Former Food and Drug Administration medical reviewer Dr. Frances Oldham Kelsey, whose dogged refusal to approve the application for the drug thalidomide is credited for averting death and birth defects for thousands of babies, has died at the age of 101, according to reports.
Kelsey, born in Vancouver, British Columbia, in 1914, began her work at the FDA in 1960 as a medical officer assigned to review new drug applications. She was assigned during her first month on the job to review a new prescription sleeping medication that had already been widely used in Europe and several other countries.
The drug, thalidomide, was developed by German-based pharmaceutical firm Chemie Grunenthal and was being sold by the late 1950s as a treatment for morning sickness in pregnant women.
Thalidomide became Kelsey's first assignment, according to a biography posted by the National Institutes of Health. Kelsey was concerned by the lack of data demonstrating safety. Upon investigation, she discovered the drug was linked with dangerous birth defects that the U.S. drugmaker seeking approval did not list in its application.
By 1961 reports of the birth defects related to the use of thalidomide spread worldwide, but by then at least 4,000 children in Europe had been affected. By contrast, a total of 17 children were born in the U.S. with health problems associated with use of thalidomide.

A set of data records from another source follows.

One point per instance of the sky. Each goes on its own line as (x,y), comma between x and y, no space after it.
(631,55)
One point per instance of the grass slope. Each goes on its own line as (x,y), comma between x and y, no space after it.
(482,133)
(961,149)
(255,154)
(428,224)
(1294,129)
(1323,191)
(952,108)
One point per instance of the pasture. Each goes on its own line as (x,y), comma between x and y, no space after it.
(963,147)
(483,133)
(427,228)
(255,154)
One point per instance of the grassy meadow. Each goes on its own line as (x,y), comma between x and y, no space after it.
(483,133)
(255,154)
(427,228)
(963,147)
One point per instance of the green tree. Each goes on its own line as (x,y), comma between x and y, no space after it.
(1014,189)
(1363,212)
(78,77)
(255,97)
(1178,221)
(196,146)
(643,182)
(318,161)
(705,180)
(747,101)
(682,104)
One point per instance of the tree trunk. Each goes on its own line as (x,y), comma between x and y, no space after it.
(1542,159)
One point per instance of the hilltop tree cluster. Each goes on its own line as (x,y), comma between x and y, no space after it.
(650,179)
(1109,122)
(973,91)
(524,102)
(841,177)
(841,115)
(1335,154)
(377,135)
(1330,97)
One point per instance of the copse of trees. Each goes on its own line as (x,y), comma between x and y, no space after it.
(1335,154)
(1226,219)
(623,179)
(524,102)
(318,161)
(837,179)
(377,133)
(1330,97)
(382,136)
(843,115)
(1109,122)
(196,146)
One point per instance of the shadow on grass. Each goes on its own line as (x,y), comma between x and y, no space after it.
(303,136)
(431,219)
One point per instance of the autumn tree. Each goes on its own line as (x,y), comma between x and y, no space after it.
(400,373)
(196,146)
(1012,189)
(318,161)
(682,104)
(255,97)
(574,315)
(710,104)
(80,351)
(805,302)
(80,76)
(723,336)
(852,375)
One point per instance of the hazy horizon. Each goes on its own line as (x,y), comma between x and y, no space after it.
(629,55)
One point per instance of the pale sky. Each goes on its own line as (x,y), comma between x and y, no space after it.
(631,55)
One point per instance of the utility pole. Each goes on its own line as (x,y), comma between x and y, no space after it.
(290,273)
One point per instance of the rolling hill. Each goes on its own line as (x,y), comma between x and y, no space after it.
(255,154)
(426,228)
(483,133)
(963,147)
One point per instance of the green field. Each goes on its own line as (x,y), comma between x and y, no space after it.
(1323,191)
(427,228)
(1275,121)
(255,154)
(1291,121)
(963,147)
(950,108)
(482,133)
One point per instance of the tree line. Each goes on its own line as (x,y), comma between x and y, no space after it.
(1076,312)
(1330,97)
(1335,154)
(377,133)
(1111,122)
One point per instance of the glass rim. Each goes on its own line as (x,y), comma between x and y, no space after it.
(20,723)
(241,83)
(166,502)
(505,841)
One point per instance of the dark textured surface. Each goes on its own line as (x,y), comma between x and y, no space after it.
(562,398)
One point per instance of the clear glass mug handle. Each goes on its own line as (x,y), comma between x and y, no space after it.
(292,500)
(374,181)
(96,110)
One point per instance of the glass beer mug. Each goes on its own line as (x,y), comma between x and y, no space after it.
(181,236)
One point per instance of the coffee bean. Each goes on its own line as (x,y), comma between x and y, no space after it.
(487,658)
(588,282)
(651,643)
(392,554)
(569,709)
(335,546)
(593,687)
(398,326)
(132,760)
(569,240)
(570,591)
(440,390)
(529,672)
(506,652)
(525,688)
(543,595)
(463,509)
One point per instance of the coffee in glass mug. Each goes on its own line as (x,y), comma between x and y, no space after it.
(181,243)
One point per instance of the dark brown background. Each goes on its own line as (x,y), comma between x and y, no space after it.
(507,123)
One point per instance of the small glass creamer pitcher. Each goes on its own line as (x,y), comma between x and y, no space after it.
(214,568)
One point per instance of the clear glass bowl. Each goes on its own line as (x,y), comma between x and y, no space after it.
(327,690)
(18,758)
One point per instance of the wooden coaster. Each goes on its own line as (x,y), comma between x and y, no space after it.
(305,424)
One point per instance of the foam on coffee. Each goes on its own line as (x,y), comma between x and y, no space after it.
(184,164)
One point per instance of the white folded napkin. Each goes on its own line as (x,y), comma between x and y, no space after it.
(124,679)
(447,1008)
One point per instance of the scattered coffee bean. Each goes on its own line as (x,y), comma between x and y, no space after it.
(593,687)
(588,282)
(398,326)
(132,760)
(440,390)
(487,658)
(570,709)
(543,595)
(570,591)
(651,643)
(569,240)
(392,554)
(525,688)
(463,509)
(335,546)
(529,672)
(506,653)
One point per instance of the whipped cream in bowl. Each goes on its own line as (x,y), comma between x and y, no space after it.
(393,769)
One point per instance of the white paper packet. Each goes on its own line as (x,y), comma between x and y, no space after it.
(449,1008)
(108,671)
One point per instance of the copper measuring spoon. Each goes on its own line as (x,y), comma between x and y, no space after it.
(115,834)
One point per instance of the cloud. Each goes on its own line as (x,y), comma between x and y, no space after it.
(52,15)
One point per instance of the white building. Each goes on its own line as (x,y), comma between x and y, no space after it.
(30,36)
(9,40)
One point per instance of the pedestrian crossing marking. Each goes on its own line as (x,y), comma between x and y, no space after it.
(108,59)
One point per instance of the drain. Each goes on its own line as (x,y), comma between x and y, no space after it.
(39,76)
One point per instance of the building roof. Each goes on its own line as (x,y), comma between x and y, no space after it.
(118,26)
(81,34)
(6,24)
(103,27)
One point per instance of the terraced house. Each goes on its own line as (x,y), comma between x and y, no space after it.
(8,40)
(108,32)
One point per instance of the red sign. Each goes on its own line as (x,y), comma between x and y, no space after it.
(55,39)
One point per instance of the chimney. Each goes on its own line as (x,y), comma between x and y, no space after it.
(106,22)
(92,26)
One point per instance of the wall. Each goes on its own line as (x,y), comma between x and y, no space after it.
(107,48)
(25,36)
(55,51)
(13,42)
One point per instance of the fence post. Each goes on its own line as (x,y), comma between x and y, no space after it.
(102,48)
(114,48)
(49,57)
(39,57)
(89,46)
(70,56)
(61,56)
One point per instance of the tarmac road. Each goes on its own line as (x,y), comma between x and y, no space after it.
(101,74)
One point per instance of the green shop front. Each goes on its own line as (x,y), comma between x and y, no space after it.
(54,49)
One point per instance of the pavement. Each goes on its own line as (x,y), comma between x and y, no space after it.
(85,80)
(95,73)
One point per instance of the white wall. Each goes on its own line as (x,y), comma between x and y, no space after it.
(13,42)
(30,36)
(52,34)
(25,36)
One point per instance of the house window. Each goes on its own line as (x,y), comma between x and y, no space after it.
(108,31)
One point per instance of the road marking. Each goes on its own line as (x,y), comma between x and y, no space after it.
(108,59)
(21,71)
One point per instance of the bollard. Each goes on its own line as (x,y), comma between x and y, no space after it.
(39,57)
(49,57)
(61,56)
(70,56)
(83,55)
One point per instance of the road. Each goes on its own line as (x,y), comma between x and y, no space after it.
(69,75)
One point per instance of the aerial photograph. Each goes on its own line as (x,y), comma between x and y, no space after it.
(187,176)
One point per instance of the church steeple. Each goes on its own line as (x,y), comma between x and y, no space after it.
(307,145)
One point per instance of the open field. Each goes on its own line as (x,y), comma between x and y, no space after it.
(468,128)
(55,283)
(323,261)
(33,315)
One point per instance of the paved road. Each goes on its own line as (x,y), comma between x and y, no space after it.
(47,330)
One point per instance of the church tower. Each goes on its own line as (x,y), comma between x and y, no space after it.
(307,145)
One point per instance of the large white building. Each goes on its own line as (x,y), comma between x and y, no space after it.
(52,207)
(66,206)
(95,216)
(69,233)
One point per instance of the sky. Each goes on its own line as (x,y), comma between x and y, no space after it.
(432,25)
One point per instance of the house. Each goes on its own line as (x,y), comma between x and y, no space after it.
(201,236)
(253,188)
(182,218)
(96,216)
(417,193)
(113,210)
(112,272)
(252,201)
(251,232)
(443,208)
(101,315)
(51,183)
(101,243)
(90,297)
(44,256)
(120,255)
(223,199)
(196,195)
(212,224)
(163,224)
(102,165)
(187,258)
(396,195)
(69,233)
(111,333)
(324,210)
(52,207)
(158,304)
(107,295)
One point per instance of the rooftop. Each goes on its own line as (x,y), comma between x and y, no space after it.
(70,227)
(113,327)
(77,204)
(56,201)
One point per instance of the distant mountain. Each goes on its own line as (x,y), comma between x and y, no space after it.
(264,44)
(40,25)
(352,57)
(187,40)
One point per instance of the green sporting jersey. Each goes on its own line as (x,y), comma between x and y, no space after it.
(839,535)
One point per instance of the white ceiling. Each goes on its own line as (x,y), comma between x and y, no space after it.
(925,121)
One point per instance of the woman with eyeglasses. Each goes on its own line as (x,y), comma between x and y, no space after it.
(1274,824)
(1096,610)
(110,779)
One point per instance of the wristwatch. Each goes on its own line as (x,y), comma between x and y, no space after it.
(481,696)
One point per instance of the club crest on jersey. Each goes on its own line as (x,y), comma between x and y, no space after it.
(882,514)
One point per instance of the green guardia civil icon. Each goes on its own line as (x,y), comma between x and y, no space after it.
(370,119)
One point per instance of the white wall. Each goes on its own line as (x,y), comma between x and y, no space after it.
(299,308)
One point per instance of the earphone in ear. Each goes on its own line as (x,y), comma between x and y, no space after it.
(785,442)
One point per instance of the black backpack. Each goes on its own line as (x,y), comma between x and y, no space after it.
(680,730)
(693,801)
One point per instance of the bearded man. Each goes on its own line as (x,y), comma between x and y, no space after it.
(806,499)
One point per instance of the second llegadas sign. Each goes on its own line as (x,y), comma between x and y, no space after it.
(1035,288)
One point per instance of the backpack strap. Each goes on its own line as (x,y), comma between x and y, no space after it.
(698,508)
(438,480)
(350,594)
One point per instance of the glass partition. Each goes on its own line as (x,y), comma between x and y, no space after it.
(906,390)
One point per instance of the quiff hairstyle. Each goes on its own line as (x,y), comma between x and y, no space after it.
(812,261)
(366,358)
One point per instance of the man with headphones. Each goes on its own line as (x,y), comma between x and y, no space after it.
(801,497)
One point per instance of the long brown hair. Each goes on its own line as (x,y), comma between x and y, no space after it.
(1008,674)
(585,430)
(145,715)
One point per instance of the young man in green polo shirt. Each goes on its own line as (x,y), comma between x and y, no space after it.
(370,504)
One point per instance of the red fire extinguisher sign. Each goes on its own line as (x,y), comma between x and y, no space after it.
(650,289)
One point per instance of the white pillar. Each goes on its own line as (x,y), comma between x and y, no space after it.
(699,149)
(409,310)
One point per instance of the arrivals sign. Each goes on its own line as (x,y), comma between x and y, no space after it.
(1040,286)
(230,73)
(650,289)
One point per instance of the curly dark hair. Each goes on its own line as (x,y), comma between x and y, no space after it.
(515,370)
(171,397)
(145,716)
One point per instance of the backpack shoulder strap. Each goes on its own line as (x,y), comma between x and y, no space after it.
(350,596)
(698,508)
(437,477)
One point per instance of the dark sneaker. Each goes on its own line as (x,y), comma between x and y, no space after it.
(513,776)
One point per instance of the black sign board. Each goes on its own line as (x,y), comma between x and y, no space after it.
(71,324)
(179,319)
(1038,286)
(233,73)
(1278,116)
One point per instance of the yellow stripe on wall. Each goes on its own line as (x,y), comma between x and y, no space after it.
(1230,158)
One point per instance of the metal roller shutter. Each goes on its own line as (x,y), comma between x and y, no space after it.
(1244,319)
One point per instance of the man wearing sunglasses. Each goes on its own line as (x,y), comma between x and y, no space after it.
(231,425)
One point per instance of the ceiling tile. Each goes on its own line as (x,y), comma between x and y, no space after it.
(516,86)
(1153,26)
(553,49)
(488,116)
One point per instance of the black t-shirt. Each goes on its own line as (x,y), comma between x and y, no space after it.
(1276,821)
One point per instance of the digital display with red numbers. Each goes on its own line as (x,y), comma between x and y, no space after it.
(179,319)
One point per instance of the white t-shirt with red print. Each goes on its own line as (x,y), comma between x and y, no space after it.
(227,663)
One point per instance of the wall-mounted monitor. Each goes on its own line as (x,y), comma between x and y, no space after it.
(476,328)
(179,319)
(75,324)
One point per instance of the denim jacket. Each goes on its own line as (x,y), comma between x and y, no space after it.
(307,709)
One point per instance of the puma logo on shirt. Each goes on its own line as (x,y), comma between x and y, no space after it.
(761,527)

In 1962, President John Kennedy recognized Kelsey with the President's Award for Distinguished Federal Civilian Service, the highest honor given to a civilian, for her work. He cited her for preventing a, “major tragedy of birth deformities in the United States.”
Kelsey was head of the FDA's Division of Scientific Investigation by the time she left the agency in 1995 and is recognized for helping shape the regulatory review process for drugs and medical devices.
Kelsey was inducted into the National Women's Hall of Fame in 2000 and was the first recipient of the Dr. Frances O. Kelsey Award for Excellence and Courage in Protecting Public Health in 2010 by then-FDA Commissioner Dr. Margaret Hamburg.
“She applied her knowledge and intellect to the tasks before her,” Hamburg said during the award ceremony honoring Kelsey. “There is no doubt she saved lives and saved many thousand individuals and their families from devastating damage.”